There is nothing particularly remarkable about this new treaty except for the fact that it recognizes Japan as a modern civilized nation instead of the semi-barbarous power with which the present treaty was negotiated in 1894.

The surprise lies rather in the fact that it was carried to the United States Senate without preliminary warning from the Executive Mansion in these, the closing days of the regular session of Congress, while there is still so much else to be done.

As for the provision in the new treaty -- the omission of all reference to limitations of immigration of Japanese into this country -- there is no need for alarm on that score even by the people of the Pacific Coast, who are the most vitally interested in this phase of our friendly relationship between Japan and the United States.

No one who knows anything at all of the Japanese character, or the veneer of pride which covers almost every species of the diplomatic relations between two powers of the first order, could expect that Japan would sign any treaty which contained so humiliating a clause as that which would forbid all except a certain class of her citizens from entering the ports of the United States.

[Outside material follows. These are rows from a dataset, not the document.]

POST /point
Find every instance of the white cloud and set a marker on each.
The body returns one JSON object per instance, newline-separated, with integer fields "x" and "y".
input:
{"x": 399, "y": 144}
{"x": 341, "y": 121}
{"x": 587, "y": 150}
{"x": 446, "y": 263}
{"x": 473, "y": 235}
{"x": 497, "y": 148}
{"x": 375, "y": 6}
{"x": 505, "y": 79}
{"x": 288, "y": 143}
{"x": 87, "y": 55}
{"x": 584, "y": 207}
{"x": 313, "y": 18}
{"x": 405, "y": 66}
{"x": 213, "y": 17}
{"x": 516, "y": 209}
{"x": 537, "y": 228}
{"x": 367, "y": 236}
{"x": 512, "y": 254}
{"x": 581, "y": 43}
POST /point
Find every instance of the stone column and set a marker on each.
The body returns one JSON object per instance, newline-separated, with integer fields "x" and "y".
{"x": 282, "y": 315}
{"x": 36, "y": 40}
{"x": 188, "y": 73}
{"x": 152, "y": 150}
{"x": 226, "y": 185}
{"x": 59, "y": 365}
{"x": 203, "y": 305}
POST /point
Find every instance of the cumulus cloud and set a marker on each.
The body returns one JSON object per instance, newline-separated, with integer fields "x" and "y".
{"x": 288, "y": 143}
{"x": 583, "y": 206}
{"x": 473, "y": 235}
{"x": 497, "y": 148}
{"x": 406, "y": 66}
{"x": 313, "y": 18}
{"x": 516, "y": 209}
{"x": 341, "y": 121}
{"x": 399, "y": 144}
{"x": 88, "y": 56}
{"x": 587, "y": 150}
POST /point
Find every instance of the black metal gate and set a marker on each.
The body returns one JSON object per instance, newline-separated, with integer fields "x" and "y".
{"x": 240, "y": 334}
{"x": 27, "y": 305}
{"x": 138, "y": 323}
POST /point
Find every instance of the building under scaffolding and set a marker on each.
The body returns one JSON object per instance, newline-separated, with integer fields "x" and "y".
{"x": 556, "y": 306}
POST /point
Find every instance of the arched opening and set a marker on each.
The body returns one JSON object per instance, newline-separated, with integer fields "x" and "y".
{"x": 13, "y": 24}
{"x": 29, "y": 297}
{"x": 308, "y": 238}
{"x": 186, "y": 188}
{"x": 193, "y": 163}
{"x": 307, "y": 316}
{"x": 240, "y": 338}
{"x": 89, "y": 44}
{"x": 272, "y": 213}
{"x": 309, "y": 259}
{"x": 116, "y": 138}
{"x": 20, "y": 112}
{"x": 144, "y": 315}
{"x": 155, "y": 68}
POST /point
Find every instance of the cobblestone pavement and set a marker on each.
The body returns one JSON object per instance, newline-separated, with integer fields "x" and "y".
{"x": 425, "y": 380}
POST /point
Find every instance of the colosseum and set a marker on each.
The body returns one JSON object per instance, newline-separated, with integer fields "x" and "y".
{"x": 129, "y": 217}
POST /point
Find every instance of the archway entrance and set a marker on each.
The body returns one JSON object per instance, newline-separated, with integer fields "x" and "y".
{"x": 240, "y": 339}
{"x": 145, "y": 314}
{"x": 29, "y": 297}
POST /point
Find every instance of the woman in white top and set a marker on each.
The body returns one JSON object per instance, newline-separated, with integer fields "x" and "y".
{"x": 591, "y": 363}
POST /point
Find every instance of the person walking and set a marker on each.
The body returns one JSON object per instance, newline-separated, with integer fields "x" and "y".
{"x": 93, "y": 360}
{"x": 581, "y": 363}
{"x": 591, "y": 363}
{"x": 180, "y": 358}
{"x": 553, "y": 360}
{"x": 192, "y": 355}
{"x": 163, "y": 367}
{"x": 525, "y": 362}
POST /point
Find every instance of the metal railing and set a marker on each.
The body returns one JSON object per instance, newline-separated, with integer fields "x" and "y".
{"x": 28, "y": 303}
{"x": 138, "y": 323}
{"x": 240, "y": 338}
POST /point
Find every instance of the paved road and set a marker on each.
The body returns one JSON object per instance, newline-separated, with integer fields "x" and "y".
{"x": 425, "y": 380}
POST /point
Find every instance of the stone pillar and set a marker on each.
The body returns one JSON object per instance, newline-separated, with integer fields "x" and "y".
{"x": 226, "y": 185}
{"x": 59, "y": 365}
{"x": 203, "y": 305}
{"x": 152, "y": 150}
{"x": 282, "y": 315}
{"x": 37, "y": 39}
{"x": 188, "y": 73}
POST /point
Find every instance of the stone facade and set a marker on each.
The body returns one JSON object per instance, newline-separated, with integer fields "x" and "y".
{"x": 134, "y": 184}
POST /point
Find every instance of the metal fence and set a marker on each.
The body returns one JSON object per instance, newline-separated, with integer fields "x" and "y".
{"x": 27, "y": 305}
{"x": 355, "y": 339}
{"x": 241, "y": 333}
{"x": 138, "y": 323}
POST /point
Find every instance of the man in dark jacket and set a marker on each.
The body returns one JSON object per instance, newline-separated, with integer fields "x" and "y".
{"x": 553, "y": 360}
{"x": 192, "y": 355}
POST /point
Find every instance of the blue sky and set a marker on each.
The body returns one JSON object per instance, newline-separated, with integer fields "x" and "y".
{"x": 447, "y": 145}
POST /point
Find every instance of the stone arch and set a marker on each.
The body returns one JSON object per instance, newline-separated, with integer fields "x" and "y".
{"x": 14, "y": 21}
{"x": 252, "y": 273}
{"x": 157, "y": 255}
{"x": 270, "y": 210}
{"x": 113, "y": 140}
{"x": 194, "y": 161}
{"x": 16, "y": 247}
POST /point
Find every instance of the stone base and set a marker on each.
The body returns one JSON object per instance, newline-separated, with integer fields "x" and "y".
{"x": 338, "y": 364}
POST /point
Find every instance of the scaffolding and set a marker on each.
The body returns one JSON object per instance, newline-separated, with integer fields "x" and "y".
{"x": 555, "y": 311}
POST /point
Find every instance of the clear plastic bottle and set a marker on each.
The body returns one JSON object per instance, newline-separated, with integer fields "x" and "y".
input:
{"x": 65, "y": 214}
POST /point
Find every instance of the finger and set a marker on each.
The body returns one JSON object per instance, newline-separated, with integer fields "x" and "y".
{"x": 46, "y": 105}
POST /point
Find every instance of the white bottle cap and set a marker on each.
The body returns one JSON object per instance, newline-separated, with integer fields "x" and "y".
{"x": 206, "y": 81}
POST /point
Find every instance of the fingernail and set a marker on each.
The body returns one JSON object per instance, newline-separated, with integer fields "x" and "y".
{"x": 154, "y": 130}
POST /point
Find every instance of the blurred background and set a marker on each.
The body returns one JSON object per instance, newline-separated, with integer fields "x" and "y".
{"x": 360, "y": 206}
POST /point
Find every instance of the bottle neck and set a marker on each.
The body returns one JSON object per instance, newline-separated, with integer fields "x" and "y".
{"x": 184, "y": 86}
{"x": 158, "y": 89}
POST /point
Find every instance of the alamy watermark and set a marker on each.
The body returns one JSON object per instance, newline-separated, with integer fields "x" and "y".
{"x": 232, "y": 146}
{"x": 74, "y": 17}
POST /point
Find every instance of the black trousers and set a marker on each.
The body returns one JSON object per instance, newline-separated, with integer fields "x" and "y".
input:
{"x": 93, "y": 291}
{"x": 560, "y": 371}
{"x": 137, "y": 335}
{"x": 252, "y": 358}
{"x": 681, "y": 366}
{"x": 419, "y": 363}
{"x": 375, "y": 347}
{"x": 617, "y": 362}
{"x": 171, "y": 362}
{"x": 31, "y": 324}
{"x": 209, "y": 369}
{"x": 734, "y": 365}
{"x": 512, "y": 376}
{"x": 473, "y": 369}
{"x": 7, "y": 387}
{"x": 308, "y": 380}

Certain it is that the United States would never sign such a treaty even though the alternative be a devastating war.

The situation, so far as Japanese immigration is concerned, will be in no wise changed through the substitution of this new treaty for the old one which was signed in 1894, when Grover Cleveland was President and Walter Q. Gresham Secretary of State.

There is nothing in that treaty which forbids immigration of any character. There are no laws upon the statute books of the United States to forbid this immigration. The fact that it is now being held down to an almost negative quantity is because the Japanese Government itself has undertaken to look after the matter for us and is doing it far better than we could do it with our own immigration service for ourselves.

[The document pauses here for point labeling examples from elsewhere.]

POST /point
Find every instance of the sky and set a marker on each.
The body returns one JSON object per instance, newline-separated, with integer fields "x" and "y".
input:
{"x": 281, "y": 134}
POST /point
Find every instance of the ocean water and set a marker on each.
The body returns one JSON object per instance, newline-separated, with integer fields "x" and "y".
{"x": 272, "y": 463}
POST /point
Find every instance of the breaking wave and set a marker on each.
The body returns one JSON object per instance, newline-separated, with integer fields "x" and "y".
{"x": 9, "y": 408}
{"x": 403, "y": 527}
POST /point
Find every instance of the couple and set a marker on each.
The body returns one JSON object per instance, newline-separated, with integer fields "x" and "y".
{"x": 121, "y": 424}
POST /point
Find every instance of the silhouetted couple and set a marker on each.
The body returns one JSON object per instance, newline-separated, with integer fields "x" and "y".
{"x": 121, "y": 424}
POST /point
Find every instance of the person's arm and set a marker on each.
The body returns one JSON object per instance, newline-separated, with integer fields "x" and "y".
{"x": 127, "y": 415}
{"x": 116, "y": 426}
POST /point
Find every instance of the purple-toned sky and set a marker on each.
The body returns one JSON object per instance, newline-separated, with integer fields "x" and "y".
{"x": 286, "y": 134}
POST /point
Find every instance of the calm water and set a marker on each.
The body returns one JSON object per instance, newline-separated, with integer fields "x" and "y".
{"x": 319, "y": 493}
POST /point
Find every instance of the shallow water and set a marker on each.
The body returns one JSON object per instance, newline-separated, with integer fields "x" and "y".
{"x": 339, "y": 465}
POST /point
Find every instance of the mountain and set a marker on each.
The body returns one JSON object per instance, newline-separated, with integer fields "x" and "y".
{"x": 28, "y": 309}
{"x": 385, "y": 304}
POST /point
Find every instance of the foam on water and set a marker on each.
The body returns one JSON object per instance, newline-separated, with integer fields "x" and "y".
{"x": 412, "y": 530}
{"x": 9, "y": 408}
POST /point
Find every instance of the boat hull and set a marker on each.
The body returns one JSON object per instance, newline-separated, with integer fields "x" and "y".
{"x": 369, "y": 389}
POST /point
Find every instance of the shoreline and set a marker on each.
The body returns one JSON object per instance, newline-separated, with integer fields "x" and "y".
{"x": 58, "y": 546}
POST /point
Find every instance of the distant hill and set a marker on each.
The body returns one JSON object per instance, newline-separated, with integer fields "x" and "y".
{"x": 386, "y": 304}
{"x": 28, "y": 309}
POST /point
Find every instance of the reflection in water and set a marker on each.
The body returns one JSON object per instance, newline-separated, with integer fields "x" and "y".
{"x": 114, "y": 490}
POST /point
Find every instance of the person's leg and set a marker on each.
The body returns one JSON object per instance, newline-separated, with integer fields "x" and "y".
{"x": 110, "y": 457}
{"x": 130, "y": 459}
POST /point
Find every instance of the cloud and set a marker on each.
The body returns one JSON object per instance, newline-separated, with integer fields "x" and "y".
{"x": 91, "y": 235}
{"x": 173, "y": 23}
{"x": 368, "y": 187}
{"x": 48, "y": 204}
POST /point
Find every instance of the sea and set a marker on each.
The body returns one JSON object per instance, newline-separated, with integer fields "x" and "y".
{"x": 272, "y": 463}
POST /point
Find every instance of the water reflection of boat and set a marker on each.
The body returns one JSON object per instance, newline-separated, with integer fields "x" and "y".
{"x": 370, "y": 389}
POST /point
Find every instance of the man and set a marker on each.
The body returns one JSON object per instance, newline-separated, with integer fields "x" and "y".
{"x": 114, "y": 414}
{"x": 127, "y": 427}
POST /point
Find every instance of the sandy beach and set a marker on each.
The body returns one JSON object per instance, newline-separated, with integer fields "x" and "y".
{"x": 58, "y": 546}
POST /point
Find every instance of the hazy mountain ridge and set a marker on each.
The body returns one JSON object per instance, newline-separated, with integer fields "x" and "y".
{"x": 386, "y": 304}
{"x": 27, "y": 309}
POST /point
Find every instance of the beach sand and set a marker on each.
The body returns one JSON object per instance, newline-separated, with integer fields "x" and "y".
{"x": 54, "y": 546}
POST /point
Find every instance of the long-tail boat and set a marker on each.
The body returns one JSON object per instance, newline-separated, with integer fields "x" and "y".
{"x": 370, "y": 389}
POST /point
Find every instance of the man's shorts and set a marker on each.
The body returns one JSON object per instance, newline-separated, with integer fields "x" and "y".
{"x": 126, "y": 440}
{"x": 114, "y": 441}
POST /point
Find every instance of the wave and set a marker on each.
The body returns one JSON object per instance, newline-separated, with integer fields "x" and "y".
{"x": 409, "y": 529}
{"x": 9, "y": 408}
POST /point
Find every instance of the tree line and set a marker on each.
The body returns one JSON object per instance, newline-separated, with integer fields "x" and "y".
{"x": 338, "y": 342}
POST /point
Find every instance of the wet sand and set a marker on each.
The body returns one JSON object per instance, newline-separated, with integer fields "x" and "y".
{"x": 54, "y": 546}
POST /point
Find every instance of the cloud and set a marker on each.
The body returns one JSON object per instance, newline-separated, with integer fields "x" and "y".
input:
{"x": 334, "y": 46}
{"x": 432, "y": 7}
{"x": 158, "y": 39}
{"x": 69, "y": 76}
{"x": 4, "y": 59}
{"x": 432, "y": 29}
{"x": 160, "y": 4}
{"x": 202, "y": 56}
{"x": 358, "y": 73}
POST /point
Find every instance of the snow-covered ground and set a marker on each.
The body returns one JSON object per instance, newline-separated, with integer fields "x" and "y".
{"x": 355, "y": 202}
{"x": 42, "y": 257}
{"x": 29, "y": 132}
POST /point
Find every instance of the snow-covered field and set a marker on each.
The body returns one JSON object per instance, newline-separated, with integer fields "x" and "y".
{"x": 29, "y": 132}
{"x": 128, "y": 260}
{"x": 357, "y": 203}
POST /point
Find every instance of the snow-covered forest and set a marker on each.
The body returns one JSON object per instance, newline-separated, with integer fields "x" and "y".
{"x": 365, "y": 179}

The Japanese of the undesirable class are not allowed to leave home when their destination is known to be the United States of America.

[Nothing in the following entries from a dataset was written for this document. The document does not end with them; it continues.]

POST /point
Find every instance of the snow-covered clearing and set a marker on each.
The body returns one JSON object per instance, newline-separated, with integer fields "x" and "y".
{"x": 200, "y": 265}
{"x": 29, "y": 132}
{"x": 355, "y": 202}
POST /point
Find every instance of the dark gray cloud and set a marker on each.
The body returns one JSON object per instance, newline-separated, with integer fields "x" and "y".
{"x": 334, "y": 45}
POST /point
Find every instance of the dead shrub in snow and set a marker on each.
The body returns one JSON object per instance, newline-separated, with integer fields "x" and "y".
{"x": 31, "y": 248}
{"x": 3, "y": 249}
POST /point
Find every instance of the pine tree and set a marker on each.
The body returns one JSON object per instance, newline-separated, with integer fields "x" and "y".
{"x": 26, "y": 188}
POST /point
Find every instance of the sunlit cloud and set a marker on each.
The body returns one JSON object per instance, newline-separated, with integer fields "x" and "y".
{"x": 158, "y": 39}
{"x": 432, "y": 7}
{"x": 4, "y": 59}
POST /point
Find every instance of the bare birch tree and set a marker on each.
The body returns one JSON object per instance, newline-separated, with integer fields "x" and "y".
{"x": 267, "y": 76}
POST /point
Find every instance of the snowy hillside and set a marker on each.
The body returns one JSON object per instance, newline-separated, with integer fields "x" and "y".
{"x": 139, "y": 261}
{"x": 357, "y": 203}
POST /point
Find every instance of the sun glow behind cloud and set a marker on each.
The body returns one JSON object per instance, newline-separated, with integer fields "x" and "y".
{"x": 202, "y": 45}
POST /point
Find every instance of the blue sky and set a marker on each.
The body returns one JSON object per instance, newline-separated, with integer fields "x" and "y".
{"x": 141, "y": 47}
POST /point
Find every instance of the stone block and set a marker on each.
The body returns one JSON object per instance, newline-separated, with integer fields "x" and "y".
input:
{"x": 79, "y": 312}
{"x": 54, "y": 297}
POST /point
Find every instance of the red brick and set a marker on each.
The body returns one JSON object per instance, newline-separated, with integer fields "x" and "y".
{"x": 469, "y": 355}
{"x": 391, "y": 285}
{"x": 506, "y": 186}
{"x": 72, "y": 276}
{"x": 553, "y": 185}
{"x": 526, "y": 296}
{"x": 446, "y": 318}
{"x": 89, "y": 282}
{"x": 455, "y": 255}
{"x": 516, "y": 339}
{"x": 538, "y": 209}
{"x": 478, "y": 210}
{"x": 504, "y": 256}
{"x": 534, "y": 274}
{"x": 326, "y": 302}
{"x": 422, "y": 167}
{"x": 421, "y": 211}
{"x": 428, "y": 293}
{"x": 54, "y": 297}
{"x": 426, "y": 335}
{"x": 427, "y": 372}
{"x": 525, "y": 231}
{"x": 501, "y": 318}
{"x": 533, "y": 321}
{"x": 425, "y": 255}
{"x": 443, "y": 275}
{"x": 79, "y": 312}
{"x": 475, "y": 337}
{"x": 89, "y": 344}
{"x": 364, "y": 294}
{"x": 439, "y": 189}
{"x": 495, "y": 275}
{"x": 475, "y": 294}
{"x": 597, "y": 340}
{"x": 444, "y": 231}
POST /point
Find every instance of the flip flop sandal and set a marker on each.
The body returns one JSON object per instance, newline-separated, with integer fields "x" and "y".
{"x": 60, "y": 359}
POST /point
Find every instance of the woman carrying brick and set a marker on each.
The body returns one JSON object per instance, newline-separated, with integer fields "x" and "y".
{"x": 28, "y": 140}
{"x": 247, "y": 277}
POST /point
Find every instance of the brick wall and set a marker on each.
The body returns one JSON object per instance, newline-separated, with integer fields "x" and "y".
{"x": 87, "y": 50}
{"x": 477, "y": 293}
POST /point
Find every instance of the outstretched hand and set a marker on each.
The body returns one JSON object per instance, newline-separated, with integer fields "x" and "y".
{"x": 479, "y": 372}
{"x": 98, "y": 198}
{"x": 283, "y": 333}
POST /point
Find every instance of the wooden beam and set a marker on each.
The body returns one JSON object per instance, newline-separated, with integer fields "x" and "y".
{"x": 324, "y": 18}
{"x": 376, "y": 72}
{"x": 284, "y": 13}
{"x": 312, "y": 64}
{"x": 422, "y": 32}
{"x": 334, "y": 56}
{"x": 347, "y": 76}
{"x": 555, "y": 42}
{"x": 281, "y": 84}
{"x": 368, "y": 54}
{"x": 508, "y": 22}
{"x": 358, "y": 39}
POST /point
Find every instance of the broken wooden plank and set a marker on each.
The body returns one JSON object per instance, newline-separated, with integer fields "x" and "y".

As far as the other changes in the treaty be concerned -- they are only those which the passing of sixteen years and the marvelous changes which have taken place in Japan and in Japan's relations with the rest of the world during that time have made necessary.

We must remember that the treaty now in force between the United States and Japan was signed at a time when Japan had only emerged from an era in which she was considered as a semi-barbarous nation through the defeat of China, and that her treaty with us was signed after she had negotiated similar treaties with all of the other powers of the world.

Japan has made great strides since that time. Not only has she defeated Russia in one of the great wars of history, but she has also made marvelous progress in an industrial and commercial way.

Of all the treaties which she signed after she first sought to assume rank with the civilized nations of the world in the early nineties, ours was the last to be ratified, and is consequently the last to expire.

It has another year of life left, but Japan is desirous of reforming her tariff and financial systems and needs this treaty before she can proceed along these lines at home.

Accordingly, Japan has been urging the United States to hasten this work, and although there is another year of life left in the present treaty, the new one is the result.

We can see no reason why it should not be signed. The Japanese Government has frankly and in a most practical way recognized the fact that a certain class of her citizens are not wanted here and that their attempts to find lodgment here are the cause of unavoidable friction.

Assurances have undoubtedly been given that the Japanese Government will continue to see to it that we are not so annoyed. If not, laws can be enacted that will cover the case.

The treaty has been favorably recommended by the Senate Committee upon Foreign Affairs, following a statement by Secretary of State Knox, and there is no reason why it should not be adopted.